El abogado Rodrigo Rey, quien se encarga de la defensa del policía de 24 años que el fin de semana asesinó de varios disparos a dos hinchas de Nacional, sostuvo que su representado obró en "legítima defensa" de su persona y amigos.
"Nosotros creemos que se configuran todos los elementos del artículo del 26 de Código Penal que, en criollo, se trata de una hipótesis de legítima defensa. Están previstos claramente los tres requisitos", afirmó en diálogo con Telemundo (Canal 12).

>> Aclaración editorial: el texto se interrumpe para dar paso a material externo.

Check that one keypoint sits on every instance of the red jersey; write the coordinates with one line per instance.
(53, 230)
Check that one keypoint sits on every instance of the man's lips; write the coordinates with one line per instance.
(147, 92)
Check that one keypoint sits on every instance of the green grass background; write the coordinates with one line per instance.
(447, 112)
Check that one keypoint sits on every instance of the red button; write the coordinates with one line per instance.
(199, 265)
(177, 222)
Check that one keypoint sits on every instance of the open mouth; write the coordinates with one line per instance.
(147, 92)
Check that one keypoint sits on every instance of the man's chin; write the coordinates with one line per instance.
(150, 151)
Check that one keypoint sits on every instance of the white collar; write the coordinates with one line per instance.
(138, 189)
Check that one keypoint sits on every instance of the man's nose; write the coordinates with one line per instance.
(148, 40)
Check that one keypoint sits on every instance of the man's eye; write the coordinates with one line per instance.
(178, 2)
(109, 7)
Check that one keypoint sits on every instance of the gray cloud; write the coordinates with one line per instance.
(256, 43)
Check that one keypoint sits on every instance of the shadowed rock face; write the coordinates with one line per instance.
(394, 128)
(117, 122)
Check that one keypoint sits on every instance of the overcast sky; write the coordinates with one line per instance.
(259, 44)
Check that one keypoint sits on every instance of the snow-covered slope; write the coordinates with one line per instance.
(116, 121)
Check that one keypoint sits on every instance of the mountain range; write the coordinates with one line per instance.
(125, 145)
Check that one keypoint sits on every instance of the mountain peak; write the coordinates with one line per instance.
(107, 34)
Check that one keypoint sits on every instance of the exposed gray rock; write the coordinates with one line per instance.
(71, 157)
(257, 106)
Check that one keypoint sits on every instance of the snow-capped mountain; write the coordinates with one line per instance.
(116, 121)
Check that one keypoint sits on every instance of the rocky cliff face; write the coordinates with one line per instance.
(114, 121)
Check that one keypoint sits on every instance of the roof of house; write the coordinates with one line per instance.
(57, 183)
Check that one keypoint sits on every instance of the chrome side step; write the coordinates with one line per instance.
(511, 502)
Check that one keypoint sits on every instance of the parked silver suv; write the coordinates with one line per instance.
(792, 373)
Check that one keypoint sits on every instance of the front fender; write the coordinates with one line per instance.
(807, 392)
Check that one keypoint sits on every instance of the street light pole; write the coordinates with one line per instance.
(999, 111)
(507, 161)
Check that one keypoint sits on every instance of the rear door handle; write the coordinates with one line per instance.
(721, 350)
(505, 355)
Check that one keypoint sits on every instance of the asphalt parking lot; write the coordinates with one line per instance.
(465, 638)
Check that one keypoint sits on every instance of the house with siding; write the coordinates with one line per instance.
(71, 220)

Según el artículo 26 del Código Penal, está "exento de responsabilidad" quien obrando en defensa de su persona o de otras personas sufriera una "agresión ilegítima", el que tuviera la "necesidad racional" de impedir o repeler el daño y en caso de se presenta una "falta de provocación suficiente por parte del que se defiende".
"La línea de investigación del fiscal, con muchísima objetividad, está encaminada a este ángulo", dijo, y señaló que ya existen "condenas abreviadas" que incluyen armas de fuego.
"Los videos son concluyentes: utilización de elementos par taparse el rostro, organización previa, utilización de vehículos, el ataque a personas que estaban indefensamente comiendo un asado, incluso con niños", explicó.
Sobre la cantidad de disparos efectuados por el policía (alrededor de 15), el abogado recordó que los estándares jurisprudenciales en "ningún momento" puntualizan la "cantidad de disparos", sino el "ánimo defensivo" de las personas.
"Si el ánimo defensivo es proporcional a la cantidad de disparos como en este caso... Recordemos la cantidad de personas que abordan el domicilio", puntualizo.
"La cantidad de disparos estuvo ajustada a la necesidad defensiva, es clarísimo", añadió para cerrar.
El asesinato de los dos hinchas de Nacional ocurrió el sábado 9 de agosto, posterior al clásico que terminó con la victoria de Peñarol, fue en la localidad de Toledo (Canelones).
Según el comunicado inicial emitido por el Ministerio del Interior, previo a los hechos, un grupo de personas, entre ellas un oficial de policía, se reunieron en una casa para ver el clásico del sábado.
Para celebrar la instancia, estas personas colgaron una bandera de Peñarol en el tejido del frente de la casa.
Luego de finalizado el partido, seis personas en dos motos llegaron a la casa para, presuntamente, intentar robar la bandera.
Al avistar esto, el policía salió de la casa y disparó contra los hombres que se encontraban con sus rostros tapados. Uno de ellos tenía un arma de fuego. Producto de esto, dos de ellos murieron en el lugar.